Sebuah teriakan keras menghentikan percakapan saya dan istri di pagi hari itu. Teriakan seorang pria yang kemudian diikuti oleh teriakan wanita. Kami, yang saat itu berada di luar rumah, dengan segera menoleh ke arah sumber suara.
Dari nadanya, teriakan bukan teriakan penuh amarah, permintaan tolong, atau ketakutan. Melainkan, sebuah teriakan yang dipenuhi dengan nada kehancuran dan kesedihan.
Dalam waktu yang singkat, suara teriakan berubah menjadi suara tangisan.
Seseorang telah meninggal dunia, demikian kami saling berpandang.
Setelah efek terguncang karena kematian yang selalu muncul tanpa disangka itu berlalu, kami mulai menerka penyebab dari kematian itu. Apakah sakit, apakah usia, ataukah hal lain?
Jawaban yang kami dapatkan kemudian dari tetangga yang baru saja mendatangi rumah duka memberi guncangan kedua di hari yang cerah itu.
Apa yang terjadi?
Teriakan itu berasal dari orangtua yang ketika hendak membangunkan anaknya, membuka pintu kamar dan menemukan anak mereka yang terkasih sudah mati dalam kondisi tergantung.
Anak itu baru berusia 17 tahun.
Sebagai sesama orangtua, hati kami hancur oleh berita itu.
Anak yang seharusnya sedang bersiap untuk mengejar mimpi dan mengubah dunia itu kini harus menutup cerita dengan meninggalkan begitu banyak tanda tanya untuk orang-orang di sekitarnya.
Salah satu kesan terakhir dari keluarga ini adalah bagaimana sang ayah memukul dan menghukum anak itu karena kedapatan menggunakan obat terlarang.
Namun, bukankah penjelasan itu kemudian melahirkan puluhan tanda tanya baru?
Sebagai orangtua, kita semua sadar bahwa tidak ada satu orang pun di dunia ini yang memiliki pengaruh yang lebih besar dalam hidup anak lebih daripada kita, orangtuanya.

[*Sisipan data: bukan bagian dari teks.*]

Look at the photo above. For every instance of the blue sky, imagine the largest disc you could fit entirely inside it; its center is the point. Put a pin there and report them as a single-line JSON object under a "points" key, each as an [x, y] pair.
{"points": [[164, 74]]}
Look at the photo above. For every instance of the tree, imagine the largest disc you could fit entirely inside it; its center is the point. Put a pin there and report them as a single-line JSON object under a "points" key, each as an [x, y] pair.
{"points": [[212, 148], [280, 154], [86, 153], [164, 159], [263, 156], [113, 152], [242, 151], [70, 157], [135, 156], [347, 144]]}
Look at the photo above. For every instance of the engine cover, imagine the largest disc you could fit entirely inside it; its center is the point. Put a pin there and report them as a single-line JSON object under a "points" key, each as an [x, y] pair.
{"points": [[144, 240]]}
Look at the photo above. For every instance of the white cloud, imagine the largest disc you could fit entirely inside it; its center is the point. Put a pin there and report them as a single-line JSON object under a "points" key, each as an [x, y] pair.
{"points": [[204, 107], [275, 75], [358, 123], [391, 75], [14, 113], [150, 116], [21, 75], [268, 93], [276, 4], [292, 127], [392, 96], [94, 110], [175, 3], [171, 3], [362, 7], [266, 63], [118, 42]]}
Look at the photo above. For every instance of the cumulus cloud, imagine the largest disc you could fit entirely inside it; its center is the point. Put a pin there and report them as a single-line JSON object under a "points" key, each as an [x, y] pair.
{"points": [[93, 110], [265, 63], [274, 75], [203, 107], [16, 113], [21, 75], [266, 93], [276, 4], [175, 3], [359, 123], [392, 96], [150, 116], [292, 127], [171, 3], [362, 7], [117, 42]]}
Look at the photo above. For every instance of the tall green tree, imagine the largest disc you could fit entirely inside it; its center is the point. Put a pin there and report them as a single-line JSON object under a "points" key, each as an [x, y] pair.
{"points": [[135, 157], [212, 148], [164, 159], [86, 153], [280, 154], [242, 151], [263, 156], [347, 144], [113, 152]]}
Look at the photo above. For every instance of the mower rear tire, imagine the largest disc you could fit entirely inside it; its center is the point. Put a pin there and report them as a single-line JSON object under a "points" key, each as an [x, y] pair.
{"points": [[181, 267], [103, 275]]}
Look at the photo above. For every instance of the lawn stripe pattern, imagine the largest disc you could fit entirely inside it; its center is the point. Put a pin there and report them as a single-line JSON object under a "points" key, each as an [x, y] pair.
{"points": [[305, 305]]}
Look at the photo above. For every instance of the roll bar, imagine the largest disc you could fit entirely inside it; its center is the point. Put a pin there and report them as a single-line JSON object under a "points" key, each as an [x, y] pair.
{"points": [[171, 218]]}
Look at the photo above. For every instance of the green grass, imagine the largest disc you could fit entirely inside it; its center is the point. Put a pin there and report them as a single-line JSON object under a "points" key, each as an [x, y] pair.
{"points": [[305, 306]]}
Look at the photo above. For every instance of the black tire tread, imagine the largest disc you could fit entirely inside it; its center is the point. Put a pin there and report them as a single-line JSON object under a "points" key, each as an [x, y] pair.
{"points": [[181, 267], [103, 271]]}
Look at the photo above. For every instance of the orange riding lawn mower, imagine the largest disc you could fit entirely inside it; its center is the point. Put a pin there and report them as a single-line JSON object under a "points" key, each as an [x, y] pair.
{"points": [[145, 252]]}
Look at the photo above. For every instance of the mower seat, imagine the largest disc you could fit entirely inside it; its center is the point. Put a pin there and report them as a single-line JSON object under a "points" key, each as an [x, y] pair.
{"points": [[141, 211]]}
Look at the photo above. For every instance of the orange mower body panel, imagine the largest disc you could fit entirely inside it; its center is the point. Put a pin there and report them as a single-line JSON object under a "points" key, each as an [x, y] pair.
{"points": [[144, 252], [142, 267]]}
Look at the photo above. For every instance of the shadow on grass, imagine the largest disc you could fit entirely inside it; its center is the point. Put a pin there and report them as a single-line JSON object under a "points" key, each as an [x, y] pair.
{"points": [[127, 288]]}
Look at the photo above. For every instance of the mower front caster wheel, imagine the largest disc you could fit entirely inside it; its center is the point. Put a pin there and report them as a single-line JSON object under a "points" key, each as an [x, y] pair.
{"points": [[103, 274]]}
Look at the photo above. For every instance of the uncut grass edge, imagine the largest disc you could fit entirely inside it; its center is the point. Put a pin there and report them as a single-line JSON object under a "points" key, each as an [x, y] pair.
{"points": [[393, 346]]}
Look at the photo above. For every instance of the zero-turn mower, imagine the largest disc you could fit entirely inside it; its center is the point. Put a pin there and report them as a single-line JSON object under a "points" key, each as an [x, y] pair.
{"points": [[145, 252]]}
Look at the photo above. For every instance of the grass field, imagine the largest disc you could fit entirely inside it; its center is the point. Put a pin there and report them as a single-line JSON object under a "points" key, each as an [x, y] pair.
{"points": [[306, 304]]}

Sejak mereka berada dalam kandungan, ketika baru lahir dan hanya bisa menangis, dalam setiap fase pertumbuhan dan tahapan perkembangan, kita adalah sosok konsisten yang selalu hadir bersama mereka.
Kasih dan perhatian kita akan menjadi bahan bakar untuk pertumbuhan mental mereka.
Itulah juga sebabnya mengapa teguran, hinaan, dan nama julukan yang keluar dari mulut kita akan memberikan dampak yang jauh lebih besar dibandingkan bilamana itu semua keluar dari mulut teman atau orang lain.
Anak-anak ini akan berusaha sekuat tenaga, tanpa mereka (dan kita) sadari, untuk menjalani hidup yang bisa membuat bangga kita, orangtuanya.
Mari kita berhenti sejenak untuk mengingat poin yang sering terlupakan ini:
Bahwa di tengah segala keterbatasan kita, hasrat anak untuk mendapatkan pengakuan dari orangtuanya tidak akan pernah hilang.
Sebagai orangtua, sadarkah kita bahwa tidak ada satu orang pun memiliki potensi yang lebih besar untuk memengaruhi anak kita, lebih daripada kita?